Renowned Sound Engineer Enters Smart Voice Track with AI Emotional Performance System

Jiemu Acoustics Launches RMB 3 Million Angel Round Financing to Develop AI Emotional Performance System

Jiemu Sound Technology Launches Angel Round of Financing, Seeking High - quality Investors in the AI Application Field for Negotiations

Jiemu Sound Technology, which focuses on the R & D of AI emotional performance technology, has recently launched a 3 - million - yuan angel round of financing, and the investor is yet to be determined. All the funds from this round will be used for core technology R & D, team building, and market expansion, aiming to tap into the dividends of the overseas market for AI - powered comic dramas and short dramas to open up the B - end market. Different from common AI dubbing tools in the market, Jiemu Sound Technology positions itself as an "in - the - loop director" AI emotional performance system, emphasizing that machines should understand and perform complex human emotions rather than simply converting text to speech.

The Explosion of Content Production Capacity Drives Upgrades, and There is a Shortage of Professional - Grade AI Emotional Performance Supply

The content tracks such as short dramas going global and AI - powered comic dramas are in a period of rapid growth. According to industry data, the overseas micro - short drama market will exceed 4 billion US dollars in scale by 2025, with a growth rate of over 126%; the number of AI - powered comic dramas launched in the first half of the year alone has reached 50,000, and the annual market is expected to exceed 20 billion yuan. However, while the production capacity is exploding, the supply of high - quality emotional performances is severely insufficient. General AI dubbing products have insufficient emotional expression accuracy and cannot meet the professional requirements for restoring human voice emotions in the fields of film, television, and short dramas. Traditional manual dubbing has high costs and long delivery cycles, making it difficult to match the daily production rhythm of dozens of episodes for short dramas going global.

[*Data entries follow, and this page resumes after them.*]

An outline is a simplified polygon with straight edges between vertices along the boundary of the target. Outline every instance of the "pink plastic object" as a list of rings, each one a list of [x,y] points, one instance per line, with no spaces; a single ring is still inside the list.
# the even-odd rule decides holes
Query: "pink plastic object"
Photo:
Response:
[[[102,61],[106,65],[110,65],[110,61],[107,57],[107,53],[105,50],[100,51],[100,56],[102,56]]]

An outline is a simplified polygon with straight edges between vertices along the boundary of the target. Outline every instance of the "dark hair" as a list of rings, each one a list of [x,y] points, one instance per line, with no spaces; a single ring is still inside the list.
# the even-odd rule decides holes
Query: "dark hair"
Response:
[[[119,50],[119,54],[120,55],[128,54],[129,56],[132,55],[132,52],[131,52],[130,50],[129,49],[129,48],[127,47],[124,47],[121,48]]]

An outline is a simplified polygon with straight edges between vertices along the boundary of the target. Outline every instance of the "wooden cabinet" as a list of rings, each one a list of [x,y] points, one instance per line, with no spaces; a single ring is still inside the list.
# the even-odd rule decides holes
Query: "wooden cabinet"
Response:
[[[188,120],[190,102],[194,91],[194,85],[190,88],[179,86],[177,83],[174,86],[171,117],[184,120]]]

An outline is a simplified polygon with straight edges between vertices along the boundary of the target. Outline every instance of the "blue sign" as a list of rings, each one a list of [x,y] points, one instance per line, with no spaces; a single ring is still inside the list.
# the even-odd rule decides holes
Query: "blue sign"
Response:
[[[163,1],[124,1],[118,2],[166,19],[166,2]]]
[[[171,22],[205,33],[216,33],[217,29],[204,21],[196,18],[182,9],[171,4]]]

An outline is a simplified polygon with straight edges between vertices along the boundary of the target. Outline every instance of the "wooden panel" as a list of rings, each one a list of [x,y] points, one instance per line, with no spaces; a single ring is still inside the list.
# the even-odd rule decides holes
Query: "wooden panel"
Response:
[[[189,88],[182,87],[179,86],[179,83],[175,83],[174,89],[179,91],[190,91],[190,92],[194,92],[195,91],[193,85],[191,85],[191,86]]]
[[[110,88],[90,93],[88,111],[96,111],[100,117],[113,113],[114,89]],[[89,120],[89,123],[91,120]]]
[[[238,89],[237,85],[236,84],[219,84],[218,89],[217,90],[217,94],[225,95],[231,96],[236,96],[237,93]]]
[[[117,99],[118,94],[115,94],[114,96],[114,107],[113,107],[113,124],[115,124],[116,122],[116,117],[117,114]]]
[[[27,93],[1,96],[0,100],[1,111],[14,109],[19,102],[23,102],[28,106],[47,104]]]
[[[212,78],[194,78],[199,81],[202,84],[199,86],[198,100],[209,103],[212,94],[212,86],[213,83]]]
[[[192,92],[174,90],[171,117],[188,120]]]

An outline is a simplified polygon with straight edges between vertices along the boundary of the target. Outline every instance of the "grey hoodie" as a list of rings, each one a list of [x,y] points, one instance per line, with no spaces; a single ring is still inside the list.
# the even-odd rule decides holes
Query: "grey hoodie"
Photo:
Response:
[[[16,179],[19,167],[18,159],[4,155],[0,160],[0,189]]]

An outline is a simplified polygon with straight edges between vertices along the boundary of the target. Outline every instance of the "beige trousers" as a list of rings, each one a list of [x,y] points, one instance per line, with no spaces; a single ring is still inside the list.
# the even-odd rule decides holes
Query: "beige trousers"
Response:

Jiemu Sound Technology believes that as the content market shifts from "competing on quantity" to "competing on quality", an AI performance system that can accurately convey emotions will become a key bottleneck in the content production chain. Its product is not positioned as a "dubbing tool" but as an "AI emotional performance system", and the core difference lies in the "in - the - loop director" architecture and the codified modeling of human performance logic.

The "In - the - Loop Director" Architecture Enables Controllable Emotions, and the Completion of Key Breakthroughs is Verified in Real Projects

The core technology of Jiemu Sound Technology is the "in - the - loop director" AI emotional performance system, which adopts an architecture of "off - line pre - processing + parallel generation at runtime". The system first conducts a structured analysis of the complete script, establishes character profiles and scene emotional constraints to form a global understanding; at runtime, it generates structured emotional tags (including emotion types, intensities, accents, pauses, breaths, etc.) through a large language model, and then converts them into underlying acoustic parameters via a self - developed controller to drive the speech synthesis engine to generate dubbing audio. The system also designs a three - level director intervention mechanism, allowing users to perform fine - control at nodes such as character profile correction, emotional intensity boundary confirmation, and single - sentence parameter fine - tuning.

It is worth noting that this system has been verified in a real production environment. A director friend used Seedance 2.0 to generate a video for his AI - powered comic drama entry but found that the built - in dubbing could not meet the performance requirements of the character (a middle - aged shrew). He then used Jiemu Sound Technology's technology to complete the dubbing of all the lines. This case directly proves that Jiemu Sound Technology can deliver commercial - grade results in solving the "emotional accuracy" problem that competitors cannot handle.

According to internal blind tests, in a multi - character long - text dubbing scenario of 2000 words, the subjective score of Jiemu Sound Technology's emotional coherence reached 4.5/5 (on a five - point scale), an increase of about 61% compared to the 2.8/5 of the publicly available emotion - controllable TTS model (IndexTTS2); the accuracy of accent execution reached 92%, and the error of pause duration was controlled within ±0.08 seconds. During the product testing phase, many film and television dubbing directors and producers gave an evaluation of "surpassing ordinary dubbing actors". More than 3 senior film and television producers and investors have clearly expressed their intention to try the product after its launch.

The Project Workstation System Fits the Industry Logic, and the Business Model Points to a Data Flywheel

In terms of business model, Jiemu Sound Technology has launched the "project workstation system" - customers purchase AI dubbing workspaces by project. Within the workstations, there is unlimited generation, unlimited modification, and multiple candidate outputs, and no additional fees are charged until the final version is determined. The pricing is set at 40% - 60% of the industry's manual price. The price for a short - drama workstation is 6,800 yuan per drama, 5,800 yuan per episode for a TV drama workstation, 3,500 yuan per hour for a radio drama workstation, and 35,000 - 58,000 yuan per film for a film and television workstation. At the same time, value - added services such as professional voice packs, customized voice cloning, and director - level tuning are provided. The team plans to gradually train a more powerful "empathy" model through the high - quality emotional voice data accumulated from commercialization, and extend its technical capabilities to general human - machine interaction scenarios such as virtual humans and intelligent assistants.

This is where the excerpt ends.